Vi sono inclusi gli argomenti del superamento, che “insistono sulla possibilità di andare sempre più lontano in un senso determinato” e l’uso in positivo dell’argomento pragmatico, “che permette di valutare un atto o un evento in funzione delle sue conseguenze favorevoli o sfavorevoli”. Esso “ha una funzione talmente essenziale nell’argomentazione, che certuni hanno voluto vedervi lo schema unico della logica dei giudizi di valore: per apprezzare un evento bisogna partire dai suoi effetti” (7).
A proposito dell’emergenza originata dal SARS-CoV-2, l’oratrice non ha impiegato la metafora della guerra, utile, specialmente nel linguaggio giornalistico, per sottolinearne la gravità, ma che sarebbe risultata convenzionale in un’allocuzione solenne. Invece, richiamandosi all’“autoisolamento” e comunque senza ricorrere a vocaboli appartenenti al campo semantico bellico, ha istituito un parallelo con il secondo conflitto mondiale, che coinvolse il Regno Unito e rappresentò per lei, adolescente, una dura esperienza, in particolare per il lungo allontanamento dai genitori: “Mi ricorda la prima trasmissione che ho realizzato, nel 1940, aiutata da mia sorella. Da bambini, abbiamo parlato da qui a Windsor con i bambini che erano stati evacuati dalle loro case per la loro sicurezza. Oggi, ancora una volta, molti sentiranno un doloroso senso di separazione dai loro cari.
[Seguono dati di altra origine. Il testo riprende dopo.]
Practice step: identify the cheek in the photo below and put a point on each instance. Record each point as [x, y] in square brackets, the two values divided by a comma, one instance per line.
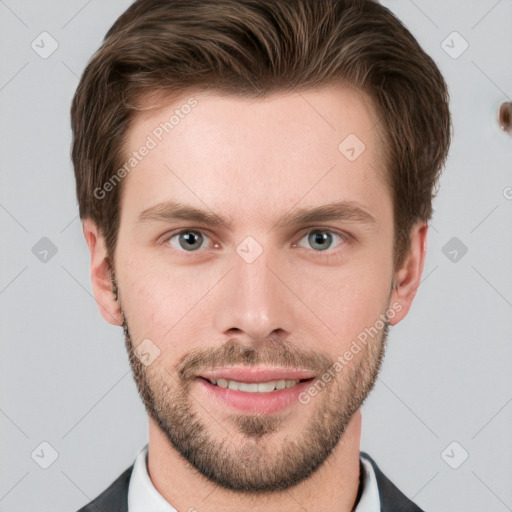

Ma ora, come allora, sappiamo, nel profondo, che è la cosa giusta da fare”.
Attraverso gli avverbi “ora” e “allora” si delinea l’analogia, l’argomento che consiste in una somiglianza di rapporto, in base alla formula generale A : B = C : D, ossia, molto schematicamente, il doloroso senso di separazione dai loro cari, che molti sentiranno sta all’epidemia provocata dal coronavirus come l’evacuazione dei bambini dalle loro case per la loro sicurezza sta allo scontro fra forze armate. I due insiemi di termini costituiscono il “tema” (A e B) e il “foro” (C e D). Fra i loro elementi simmetrici (A e C, B e D) si attua un avvicinamento (8) e l’uditorio ne ricava facilmente che le due situazioni si assomigliano.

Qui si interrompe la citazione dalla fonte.